Surges of laborers into a limited market depressed rural wages,
making it even more difficult for small farmers to eke out a living.
The result was that rich farmers got richer and poor farmers got
poorer. Often, small farmers who could no longer support their
families would leave rural areas and migrate to the cities, seeking
work and swelling the ranks of the urban poor.
Mixed Results
The effects of the Green Revolution were thus mixed. The dissemination
of improved grain varieties unquestionably increased
grain harvests in some of the poorest countries of the world. Seed
companies developed, produced, and sold commercial quantities of
improved grains, and fertilizer and pesticide manufacturers logged
sales to developing countries thanks to USAID-sponsored projects.
Along with disrupting the rural social structure and encouraging
rural flight to the cities, the Green Revolution has had other negative
effects. For example, the millions of tube wells sunk in India to
irrigate crops reduced groundwater levels in some regions faster
than they could be recharged. In other areas, excessive use of pesticides
created health hazards, and fertilizer use led to streams and
ponds being clogged by weeds. The scientific community became
concerned that the use of improved varieties of grain, many of
which were developed from the same mother variety, reduced the
genetic diversity of the world’s food crops, making them especially
vulnerable to attack by disease or pests.

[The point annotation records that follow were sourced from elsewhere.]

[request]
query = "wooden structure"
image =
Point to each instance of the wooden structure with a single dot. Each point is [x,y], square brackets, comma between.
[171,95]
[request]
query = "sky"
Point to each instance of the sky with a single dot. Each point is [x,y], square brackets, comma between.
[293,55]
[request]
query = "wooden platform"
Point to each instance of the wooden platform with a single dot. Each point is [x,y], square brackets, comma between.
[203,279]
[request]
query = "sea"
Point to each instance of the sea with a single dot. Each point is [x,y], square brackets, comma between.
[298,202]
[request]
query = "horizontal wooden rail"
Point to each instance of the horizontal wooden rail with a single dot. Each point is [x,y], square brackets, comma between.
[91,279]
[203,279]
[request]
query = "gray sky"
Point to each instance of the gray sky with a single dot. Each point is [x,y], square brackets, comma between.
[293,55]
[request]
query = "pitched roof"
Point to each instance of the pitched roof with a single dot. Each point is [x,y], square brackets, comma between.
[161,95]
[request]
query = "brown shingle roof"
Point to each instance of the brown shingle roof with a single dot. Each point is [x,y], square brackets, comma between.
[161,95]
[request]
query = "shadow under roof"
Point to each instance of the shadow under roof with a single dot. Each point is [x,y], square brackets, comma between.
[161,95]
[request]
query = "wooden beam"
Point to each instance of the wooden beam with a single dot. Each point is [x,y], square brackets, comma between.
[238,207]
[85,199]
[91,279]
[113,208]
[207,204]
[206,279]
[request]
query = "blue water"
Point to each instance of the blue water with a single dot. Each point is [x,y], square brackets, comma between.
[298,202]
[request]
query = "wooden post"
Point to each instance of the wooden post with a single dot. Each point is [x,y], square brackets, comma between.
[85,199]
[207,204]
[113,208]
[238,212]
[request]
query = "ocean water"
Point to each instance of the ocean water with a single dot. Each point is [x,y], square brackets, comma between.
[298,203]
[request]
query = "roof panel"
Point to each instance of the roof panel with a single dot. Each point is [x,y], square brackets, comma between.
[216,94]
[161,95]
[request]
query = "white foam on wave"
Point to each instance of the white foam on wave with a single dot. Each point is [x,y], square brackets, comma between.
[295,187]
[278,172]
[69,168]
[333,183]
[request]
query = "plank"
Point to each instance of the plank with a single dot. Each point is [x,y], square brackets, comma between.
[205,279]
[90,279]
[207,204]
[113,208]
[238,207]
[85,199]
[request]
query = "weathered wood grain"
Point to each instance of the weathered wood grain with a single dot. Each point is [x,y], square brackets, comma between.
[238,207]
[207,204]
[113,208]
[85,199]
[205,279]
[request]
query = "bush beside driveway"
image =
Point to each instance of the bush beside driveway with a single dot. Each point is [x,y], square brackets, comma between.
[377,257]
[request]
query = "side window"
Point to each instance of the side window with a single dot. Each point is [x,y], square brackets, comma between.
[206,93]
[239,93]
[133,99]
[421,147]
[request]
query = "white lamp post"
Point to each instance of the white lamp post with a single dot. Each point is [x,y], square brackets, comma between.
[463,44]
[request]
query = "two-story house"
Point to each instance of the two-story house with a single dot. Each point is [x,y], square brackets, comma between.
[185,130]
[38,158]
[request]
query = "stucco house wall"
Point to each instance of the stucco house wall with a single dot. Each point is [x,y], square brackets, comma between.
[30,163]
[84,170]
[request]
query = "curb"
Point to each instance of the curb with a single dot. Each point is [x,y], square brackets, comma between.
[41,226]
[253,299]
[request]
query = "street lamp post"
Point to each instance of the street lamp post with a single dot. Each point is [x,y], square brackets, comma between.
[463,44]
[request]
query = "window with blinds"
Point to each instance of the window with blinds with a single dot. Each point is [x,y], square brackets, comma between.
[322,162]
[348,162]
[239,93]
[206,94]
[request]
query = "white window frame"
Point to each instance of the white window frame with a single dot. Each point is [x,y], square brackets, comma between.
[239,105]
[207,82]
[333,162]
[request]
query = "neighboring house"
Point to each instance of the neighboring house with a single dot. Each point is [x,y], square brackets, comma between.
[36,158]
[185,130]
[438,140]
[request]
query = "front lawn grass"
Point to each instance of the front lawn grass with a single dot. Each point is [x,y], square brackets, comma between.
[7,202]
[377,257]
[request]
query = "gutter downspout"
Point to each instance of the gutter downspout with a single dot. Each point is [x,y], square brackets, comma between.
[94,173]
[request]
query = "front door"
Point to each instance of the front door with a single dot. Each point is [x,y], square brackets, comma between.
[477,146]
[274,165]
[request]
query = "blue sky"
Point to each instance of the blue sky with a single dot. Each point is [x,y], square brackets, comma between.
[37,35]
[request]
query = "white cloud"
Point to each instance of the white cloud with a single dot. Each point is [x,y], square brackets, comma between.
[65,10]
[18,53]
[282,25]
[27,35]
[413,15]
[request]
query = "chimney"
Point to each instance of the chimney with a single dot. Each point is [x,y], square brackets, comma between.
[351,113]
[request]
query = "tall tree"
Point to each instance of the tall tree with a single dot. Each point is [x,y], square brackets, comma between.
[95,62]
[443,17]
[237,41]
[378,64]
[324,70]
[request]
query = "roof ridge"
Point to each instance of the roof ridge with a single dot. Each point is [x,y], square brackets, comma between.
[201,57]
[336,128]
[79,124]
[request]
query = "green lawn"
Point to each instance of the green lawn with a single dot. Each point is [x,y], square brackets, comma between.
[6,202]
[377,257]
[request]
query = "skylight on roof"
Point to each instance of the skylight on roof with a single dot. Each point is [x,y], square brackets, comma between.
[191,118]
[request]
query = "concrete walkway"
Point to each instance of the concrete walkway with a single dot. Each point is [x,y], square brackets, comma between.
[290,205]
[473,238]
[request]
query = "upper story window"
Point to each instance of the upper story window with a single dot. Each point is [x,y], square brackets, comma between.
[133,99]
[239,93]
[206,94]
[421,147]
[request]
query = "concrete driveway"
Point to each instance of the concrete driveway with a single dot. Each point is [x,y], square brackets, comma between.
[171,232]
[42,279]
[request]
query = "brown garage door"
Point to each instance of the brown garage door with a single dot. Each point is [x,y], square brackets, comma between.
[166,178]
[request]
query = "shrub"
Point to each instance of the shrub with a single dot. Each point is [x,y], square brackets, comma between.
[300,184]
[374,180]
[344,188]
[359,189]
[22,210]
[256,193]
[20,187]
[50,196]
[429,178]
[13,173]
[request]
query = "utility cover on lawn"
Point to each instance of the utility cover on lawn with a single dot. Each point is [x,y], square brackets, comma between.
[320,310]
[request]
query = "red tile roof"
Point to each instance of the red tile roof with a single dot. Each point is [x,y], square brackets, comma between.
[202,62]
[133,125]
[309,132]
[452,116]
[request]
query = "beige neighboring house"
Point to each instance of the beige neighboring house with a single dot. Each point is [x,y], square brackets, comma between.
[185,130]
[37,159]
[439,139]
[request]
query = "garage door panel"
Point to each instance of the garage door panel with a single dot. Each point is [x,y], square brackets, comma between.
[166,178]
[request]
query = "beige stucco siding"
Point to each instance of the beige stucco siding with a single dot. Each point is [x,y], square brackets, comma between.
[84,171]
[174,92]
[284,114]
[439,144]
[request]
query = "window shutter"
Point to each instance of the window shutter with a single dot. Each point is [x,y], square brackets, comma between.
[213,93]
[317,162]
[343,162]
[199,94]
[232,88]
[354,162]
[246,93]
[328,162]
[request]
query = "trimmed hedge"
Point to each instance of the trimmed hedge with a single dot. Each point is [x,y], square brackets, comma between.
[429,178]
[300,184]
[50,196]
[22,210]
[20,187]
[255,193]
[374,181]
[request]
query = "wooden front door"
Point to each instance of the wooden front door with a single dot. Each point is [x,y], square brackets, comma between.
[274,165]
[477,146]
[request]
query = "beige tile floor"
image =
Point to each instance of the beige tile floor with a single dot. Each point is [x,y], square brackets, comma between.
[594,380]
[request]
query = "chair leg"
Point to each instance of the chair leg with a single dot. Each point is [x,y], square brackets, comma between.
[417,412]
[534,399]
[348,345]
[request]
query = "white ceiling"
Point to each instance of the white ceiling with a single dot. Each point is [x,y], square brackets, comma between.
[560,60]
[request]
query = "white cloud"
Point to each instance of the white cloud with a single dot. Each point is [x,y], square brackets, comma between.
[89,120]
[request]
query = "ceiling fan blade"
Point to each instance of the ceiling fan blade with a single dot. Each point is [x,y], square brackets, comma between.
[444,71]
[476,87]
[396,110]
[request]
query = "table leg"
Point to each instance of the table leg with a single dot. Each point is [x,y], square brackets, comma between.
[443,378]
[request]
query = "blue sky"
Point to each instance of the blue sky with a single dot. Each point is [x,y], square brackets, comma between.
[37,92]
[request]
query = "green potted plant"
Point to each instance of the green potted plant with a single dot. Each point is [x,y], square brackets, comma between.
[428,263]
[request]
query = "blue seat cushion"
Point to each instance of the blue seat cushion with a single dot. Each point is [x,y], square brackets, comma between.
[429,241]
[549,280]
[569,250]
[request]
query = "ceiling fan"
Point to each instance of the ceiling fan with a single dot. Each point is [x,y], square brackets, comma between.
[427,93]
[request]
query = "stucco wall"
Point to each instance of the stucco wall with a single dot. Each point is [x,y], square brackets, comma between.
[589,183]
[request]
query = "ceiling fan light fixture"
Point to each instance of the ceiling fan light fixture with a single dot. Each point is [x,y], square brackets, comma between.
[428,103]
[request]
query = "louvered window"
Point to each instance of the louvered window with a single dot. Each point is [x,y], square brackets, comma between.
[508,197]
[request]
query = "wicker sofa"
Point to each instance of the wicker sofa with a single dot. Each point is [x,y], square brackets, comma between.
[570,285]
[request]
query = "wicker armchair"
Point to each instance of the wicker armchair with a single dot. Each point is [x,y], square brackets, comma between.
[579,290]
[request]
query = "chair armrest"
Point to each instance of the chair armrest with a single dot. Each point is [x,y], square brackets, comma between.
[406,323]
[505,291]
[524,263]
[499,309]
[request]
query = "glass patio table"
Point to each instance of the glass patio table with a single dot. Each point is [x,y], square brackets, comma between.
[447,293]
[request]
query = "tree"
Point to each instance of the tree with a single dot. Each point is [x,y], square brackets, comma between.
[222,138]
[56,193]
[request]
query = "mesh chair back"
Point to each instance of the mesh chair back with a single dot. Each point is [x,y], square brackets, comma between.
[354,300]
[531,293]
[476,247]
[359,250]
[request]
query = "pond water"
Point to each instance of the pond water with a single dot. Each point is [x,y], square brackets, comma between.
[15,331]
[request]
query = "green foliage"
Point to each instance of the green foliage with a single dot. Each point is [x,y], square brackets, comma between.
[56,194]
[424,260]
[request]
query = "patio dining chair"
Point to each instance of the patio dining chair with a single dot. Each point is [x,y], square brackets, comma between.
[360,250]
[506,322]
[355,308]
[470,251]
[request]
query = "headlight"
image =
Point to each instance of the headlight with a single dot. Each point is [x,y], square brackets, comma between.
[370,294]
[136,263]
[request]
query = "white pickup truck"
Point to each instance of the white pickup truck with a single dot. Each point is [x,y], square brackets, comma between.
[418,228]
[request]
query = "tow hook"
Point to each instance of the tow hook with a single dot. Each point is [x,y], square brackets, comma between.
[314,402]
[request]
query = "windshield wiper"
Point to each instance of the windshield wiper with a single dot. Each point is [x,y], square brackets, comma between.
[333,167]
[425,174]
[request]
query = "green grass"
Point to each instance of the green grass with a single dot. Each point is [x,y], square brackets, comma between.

Perhaps the most significant impact of the Green Revolution is
the change it wrought in the income and class structure of rural areas;
often, malnutrition was not eliminated in either the countryside
or the cities. Almost without exception, the relative position of peasants
deteriorated. Many analysts admit that the Green Revolution
did not end world hunger, but they argue that it did buy time. The
poorest of the poor would be even worse off without it.
Reserpine
The invention: A drug with unique hypertension-decreasing effects
that provides clinical medicine with a versatile and effective
tool.
The people behind the invention:
Robert Wallace Wilkins (1906- ), an American physician and
clinical researcher
Walter E. Judson (1916- ) , an American clinical researcher
Treating Hypertension
Excessively elevated blood pressure, clinically known as “hypertension,”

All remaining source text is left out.